Aumann’s impossibility result required many strong assumptions, and so it seemed to have little empirical relevance. But further research has found that similar results hold when many of Aumann’s assumptions are relaxed to be more empirically relevant. His results are robust because they are based on the simple idea that when seeking to estimate the truth, you should realize you might be wrong; others may well know things that you do not.
It’s hard to find real human beings who reason this way. What about fictional characters? One suddenly came to mind tonight: Winston Smith from George Orwell’s 1984. Smith is admirably meta-rational while brilliant Thought Policeman O’Brien intellectually bullies him.
O’Brien was a being in all ways larger than himself. There was no
idea that he had ever had, or could have, that O’Brien had not long ago
known, examined, and rejected. His mind CONTAINED Winston’s mind. But
in that case how could it be true that O’Brien was mad? It must be he,
Winston, who was mad.
As far as I understand, Aumann’s theorem only applies if both Smith and O’Brien are meta-rational. Otherwise, Smith is epistemically selling himself short. And the very fact that O’Brien combines intellectual argument with physical torture conveys extra negative information about O’Brien’s credibility. What’s striking, though, isn’t that Smith takes Aumannian reasoning too far, but that he applies this reasoning in the first place.
READER COMMENTS
John Thacker
Mar 25 2015 at 8:10am
While they may not be precisely reasoning in this way, when politicians reason in a way that largely matches the predicted Bayesian behavior (shifting their opinions to match those of others, especially the last people with whom they talked), it is generally thought of extremely negatively, at least in the abstract.
Joseph Hertzlinger
Mar 25 2015 at 1:23pm
It’s common for people who hold opinion X to tell a story about people who disagree. For example, nativists frequently assume anybody favoring relaxation of immigration laws must be a “Cultural Marxist.” Leftists frequently assume anybody disagreeing with them is following some authority.
Chris
Mar 25 2015 at 4:26pm
Given the argument in Bryan’s post, should we question the conclusion of Tyler and Robin’s paper? The conclusion shouldn’t be that most disagreements are dishonest but that most debaters have different priors.
Justin
Mar 25 2015 at 8:42pm
If we disagree about priors, it raises the question of why? Some economists and philosophers argue that there should be some point long ago where we had common priors. That is, we disagree today because we disagreed in the past, but our disagreement in the past was dishonest. But many don’t like that argument.

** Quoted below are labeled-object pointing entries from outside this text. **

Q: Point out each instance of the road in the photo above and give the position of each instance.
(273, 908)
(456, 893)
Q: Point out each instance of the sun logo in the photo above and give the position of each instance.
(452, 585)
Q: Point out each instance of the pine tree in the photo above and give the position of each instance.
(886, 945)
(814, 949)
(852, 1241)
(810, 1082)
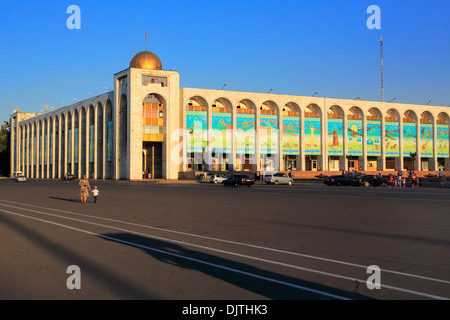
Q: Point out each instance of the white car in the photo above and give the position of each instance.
(217, 178)
(278, 178)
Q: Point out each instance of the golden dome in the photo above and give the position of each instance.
(146, 60)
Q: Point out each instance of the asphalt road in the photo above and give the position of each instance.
(172, 241)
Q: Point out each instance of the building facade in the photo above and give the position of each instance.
(147, 123)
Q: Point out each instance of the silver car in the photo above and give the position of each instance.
(217, 178)
(278, 178)
(20, 178)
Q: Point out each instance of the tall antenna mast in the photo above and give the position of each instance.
(382, 85)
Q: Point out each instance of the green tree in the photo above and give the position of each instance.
(5, 134)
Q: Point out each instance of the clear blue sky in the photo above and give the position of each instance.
(296, 47)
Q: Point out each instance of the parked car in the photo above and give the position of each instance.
(20, 178)
(369, 180)
(338, 180)
(278, 178)
(238, 180)
(16, 174)
(68, 177)
(217, 178)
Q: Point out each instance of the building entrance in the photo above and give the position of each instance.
(152, 160)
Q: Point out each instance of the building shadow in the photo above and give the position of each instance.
(65, 199)
(271, 285)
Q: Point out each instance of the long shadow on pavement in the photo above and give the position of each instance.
(239, 274)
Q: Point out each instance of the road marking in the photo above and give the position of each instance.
(210, 249)
(235, 243)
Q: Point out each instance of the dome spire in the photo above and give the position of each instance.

Aumann also assumes a countable set of states. I know of one economist who studies this who was not sure if the result would generalize to an arbitrary (i.e. uncountable) set, which maybe explains some disagreements.
Chris
Mar 27 2015 at 12:42am
@ Justin
Why does disagreeing today require that in the past we disagreed dishonestly? Unless I read the paper wrong, Tyler and Robin argue that people with different priors can disagree honestly.
justin
Mar 27 2015 at 3:11pm
Chris – The assumption is that we were born with common priors. That is, nobody knows anything at the time they were conceived, and all knowledge is acquired as we move through life.
Under that assumption, we cannot have an honest disagreement today. Because suppose we did. Then it must be that our priors are different. But our prior today is yesterday’s posterior. By Aumann’s theorem, either we had a dishonest disagreement yesterday or we had different priors yesterday. If we had different priors yesterday, then just keep repeating this process until we were born. Eventually we must have had a dishonest disagreement at some point because otherwise it implies we had different priors initially. But that contradicts our assumption.